Es wundert mich, wenn man dann aber Verständnis für eine europaweite CO2-Abgabe hat – diese hat ja kommen müssen –, während eine Palmöl- und Palmfettsteuer vermieden wird. Ich erinnere: Europa ist nach Indien der zweitgrößte Palmölimporteur der Welt und damit einer der größten Klima-, Umwelt- und Lebensraumzerstörer.

Kolleginnen und Kollegen, auf der einen Seite stehen die Wirtschaftsflüchtlinge, über die im Rahmen der Asyldebatten diskutieren, mit denen wir die Probleme haben, aufgrund derer wir Kosten haben, auf der anderen Seite stehen die Steuerflüchtlinge, die es sich mit einer intelligenten Konzernsteuerpolitik und mit den Investitionen richten, sodass sie nicht gewinnpflichtig und abgabenpflichtig werden, sondern schlau und klug investieren.

Der Lobbyismus wurde auch angesprochen, und ich darf an die Beschäftigungs­strategien, Herr Minister, die du angesprochen hast, erinnern.
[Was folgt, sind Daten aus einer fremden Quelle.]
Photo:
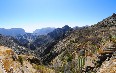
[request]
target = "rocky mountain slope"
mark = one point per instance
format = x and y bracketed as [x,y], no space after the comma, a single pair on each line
[64,50]
[43,31]
[84,49]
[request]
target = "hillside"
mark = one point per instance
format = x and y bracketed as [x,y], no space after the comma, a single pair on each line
[10,62]
[43,31]
[89,49]
[84,49]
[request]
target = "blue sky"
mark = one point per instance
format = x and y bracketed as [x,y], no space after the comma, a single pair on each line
[34,14]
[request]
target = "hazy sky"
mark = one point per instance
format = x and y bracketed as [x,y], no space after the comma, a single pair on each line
[33,14]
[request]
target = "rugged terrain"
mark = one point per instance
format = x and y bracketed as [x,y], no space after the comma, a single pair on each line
[64,50]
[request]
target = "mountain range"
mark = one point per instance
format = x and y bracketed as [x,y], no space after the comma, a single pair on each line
[90,49]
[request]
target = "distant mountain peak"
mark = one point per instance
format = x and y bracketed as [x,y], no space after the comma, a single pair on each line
[114,15]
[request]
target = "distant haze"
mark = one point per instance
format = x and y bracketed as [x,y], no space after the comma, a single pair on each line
[36,14]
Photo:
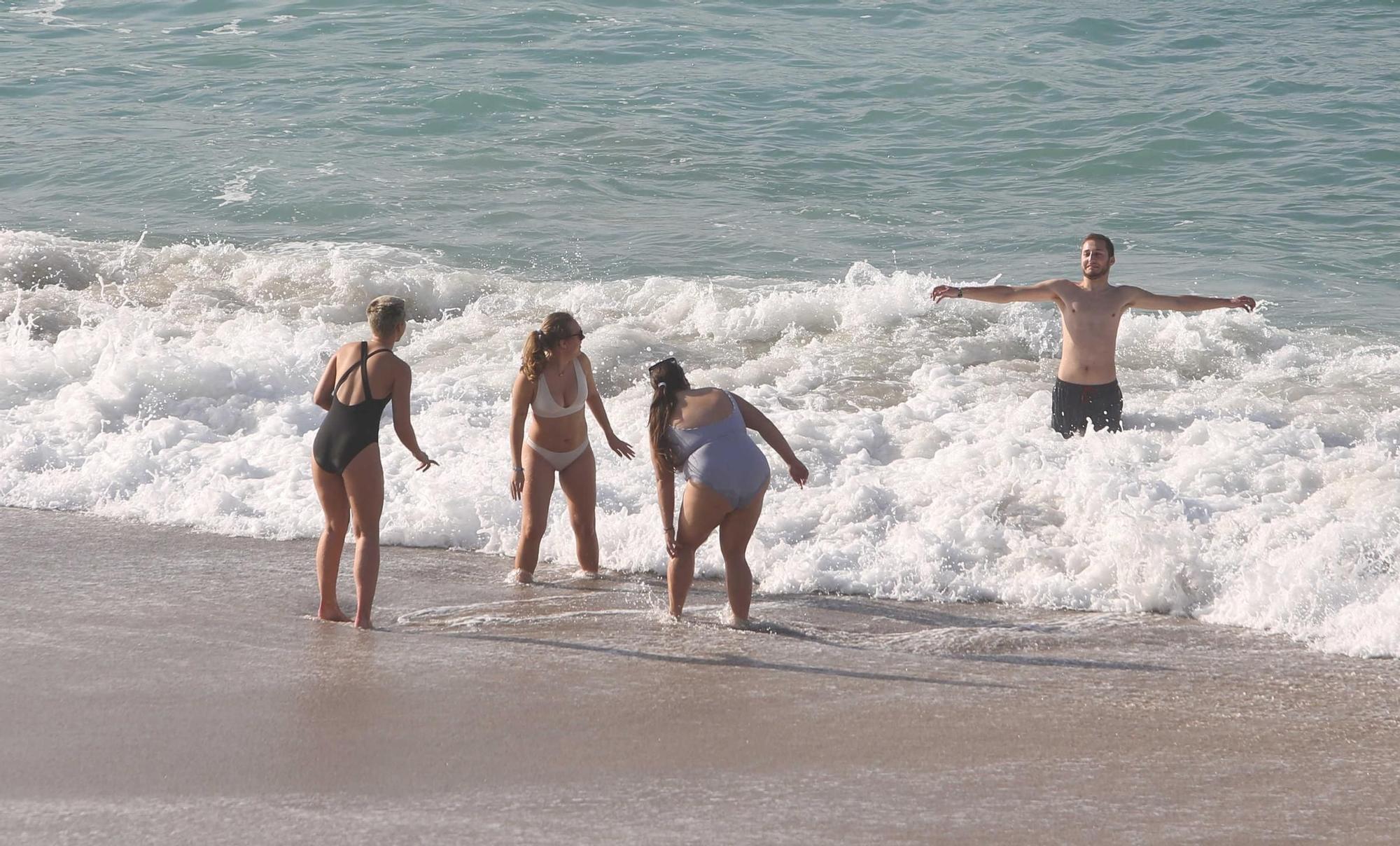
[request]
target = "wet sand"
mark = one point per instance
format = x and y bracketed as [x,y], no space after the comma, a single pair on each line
[172,687]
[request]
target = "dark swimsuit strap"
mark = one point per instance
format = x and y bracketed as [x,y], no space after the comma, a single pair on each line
[365,370]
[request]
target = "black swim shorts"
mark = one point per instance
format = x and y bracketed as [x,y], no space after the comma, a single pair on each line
[1073,407]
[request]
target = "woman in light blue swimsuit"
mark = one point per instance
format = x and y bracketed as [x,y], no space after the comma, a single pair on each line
[705,431]
[555,383]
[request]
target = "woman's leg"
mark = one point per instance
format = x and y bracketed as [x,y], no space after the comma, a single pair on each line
[736,532]
[365,485]
[580,485]
[331,491]
[702,511]
[540,487]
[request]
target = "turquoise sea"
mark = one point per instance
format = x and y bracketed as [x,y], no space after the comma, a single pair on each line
[1227,149]
[197,201]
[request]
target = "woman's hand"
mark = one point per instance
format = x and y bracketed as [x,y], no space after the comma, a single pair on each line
[799,471]
[620,446]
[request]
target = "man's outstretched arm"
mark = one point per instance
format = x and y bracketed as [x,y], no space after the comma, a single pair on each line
[1042,292]
[1140,299]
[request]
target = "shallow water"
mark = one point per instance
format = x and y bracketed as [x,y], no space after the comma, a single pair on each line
[200,201]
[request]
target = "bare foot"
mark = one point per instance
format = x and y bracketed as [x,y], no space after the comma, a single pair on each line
[332,616]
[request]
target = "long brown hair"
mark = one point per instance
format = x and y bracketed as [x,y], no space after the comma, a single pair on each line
[667,379]
[555,328]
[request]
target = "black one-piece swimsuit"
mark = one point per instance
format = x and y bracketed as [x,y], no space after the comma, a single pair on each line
[349,429]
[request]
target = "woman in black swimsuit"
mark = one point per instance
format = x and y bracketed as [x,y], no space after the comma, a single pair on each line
[346,464]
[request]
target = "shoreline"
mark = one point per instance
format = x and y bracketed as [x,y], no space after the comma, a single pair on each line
[167,684]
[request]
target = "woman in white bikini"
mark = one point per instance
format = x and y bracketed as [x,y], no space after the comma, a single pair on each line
[555,383]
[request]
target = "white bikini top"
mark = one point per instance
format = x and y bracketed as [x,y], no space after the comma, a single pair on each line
[545,405]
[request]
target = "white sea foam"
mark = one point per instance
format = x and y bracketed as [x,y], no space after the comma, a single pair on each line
[1256,484]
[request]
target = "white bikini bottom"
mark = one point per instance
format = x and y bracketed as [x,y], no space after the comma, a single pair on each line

Ich war erschüttert, als ich diese Woche lesen musste, dass sich der so erfolgreiche Agrana-Konzern nicht nur in China, sondern bereits auch in Indien breitmacht. Anscheinend ist der osteuropä­ische Raum für die Produktion von Substituten schon zu teuer, jetzt geht man in die Dritte Welt. Wir wissen, eine indische Teepflückerin hat im Monat 25 €, davon wird aber die Miete für die Strohhütte, in der sie schlafen darf, abgezogen.

Das ist die Realität, und wenn das die Weltwirtschaft ist, die wir anhimmeln, dann sage ich, ich möchte diese Weltwirtschaft nicht anbeten. Ich glaube, das Wesentliche ist, dass Österreich einmal erkennt, dass wir auch als Vorbild vorne stehen und nicht in diesem internationalen Konzert der Lobbyisten mitzusingen.